What it's about:
Before you can assess bias risk, you need to know who your AI actually affects. And it's rarely just your obvious users. Your stakeholders typically fall into four groups:
Direct users: the people actively using your AI system
Indirect users: people affected by AI decisions without directly interacting with the system
Internal teams: product managers, key decision-makers, QA testers, auditors, legal and compliance
External parties: regulators, advocacy groups, community organisations, media
Some of these groups are vulnerable. Some are edge cases your training data barely represents. This board helps you map all of them systematically, so nobody gets overlooked.

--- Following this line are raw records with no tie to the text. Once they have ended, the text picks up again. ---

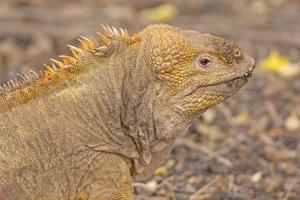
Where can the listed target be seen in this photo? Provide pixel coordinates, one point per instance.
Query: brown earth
(245, 148)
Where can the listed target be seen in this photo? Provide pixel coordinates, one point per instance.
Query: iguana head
(195, 71)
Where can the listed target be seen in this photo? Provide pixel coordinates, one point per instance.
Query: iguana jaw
(228, 82)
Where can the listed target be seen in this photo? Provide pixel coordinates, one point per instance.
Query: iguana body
(107, 115)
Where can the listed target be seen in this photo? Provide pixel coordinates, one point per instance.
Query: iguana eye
(203, 62)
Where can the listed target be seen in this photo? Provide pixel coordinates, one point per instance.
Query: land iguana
(92, 123)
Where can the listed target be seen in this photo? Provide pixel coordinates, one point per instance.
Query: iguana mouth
(229, 82)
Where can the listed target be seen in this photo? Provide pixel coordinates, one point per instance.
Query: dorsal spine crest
(30, 85)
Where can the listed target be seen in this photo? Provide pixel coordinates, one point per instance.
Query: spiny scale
(11, 91)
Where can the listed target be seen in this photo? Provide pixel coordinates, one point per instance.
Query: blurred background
(245, 148)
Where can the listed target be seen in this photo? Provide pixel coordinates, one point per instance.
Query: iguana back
(88, 124)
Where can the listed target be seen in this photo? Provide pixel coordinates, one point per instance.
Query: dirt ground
(245, 148)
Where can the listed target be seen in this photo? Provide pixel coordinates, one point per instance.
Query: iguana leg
(112, 180)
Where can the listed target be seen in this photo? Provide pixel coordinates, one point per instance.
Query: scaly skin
(107, 115)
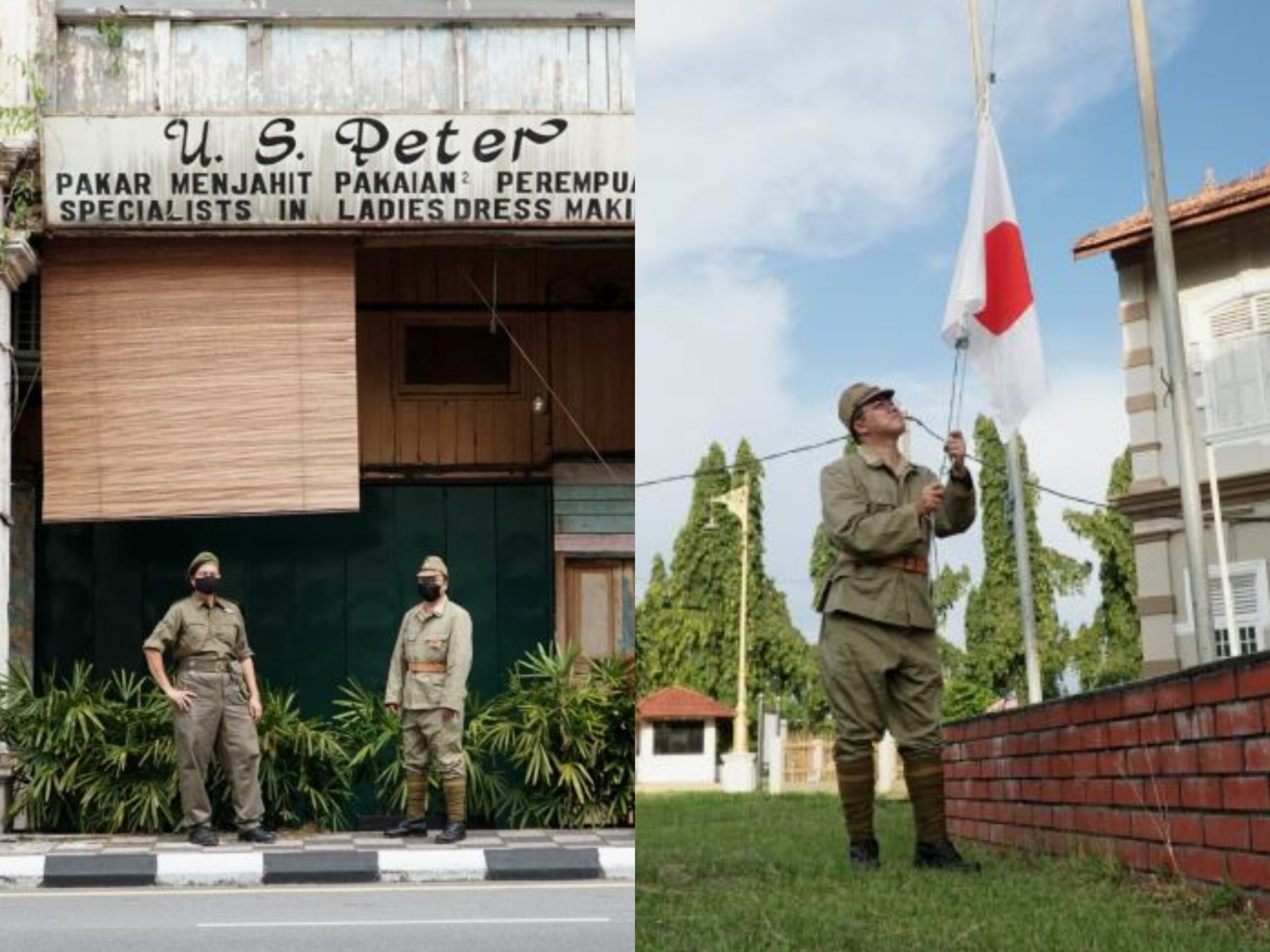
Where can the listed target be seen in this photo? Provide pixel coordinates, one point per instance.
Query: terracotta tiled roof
(680, 705)
(1210, 203)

What it helps you achieve:
A comprehensive stakeholder map that identifies every group who interacts with or is affected by your AI.
You'll flag vulnerable populations, spot gaps in your training data representation, and categorise stakeholders by their role: users, decision-makers, affected parties, and oversight.
This map becomes the foundation for assessing where bias risk is highest.
Who benefits most:
Product managers, data scientists, UX researchers, and cross-functional teams building AI systems. Particularly valuable for teams working in areas where decisions affect people's opportunities, finances, or wellbeing.
How to use it:
Allow 60 minutes for your first session.
Brainstorm stakeholder groups across all four categories
Identify who's vulnerable or
Identify underrepresented groups - compare their size in stakeholder landscape and compare & document how well each group appears in your training data.
Good News : Like Board 1, this becomes reusable; future projects just need 20 minutes to review and add any new groups.
Part of the AI Bias Mitigation Workshop series (Boards 1 to 4).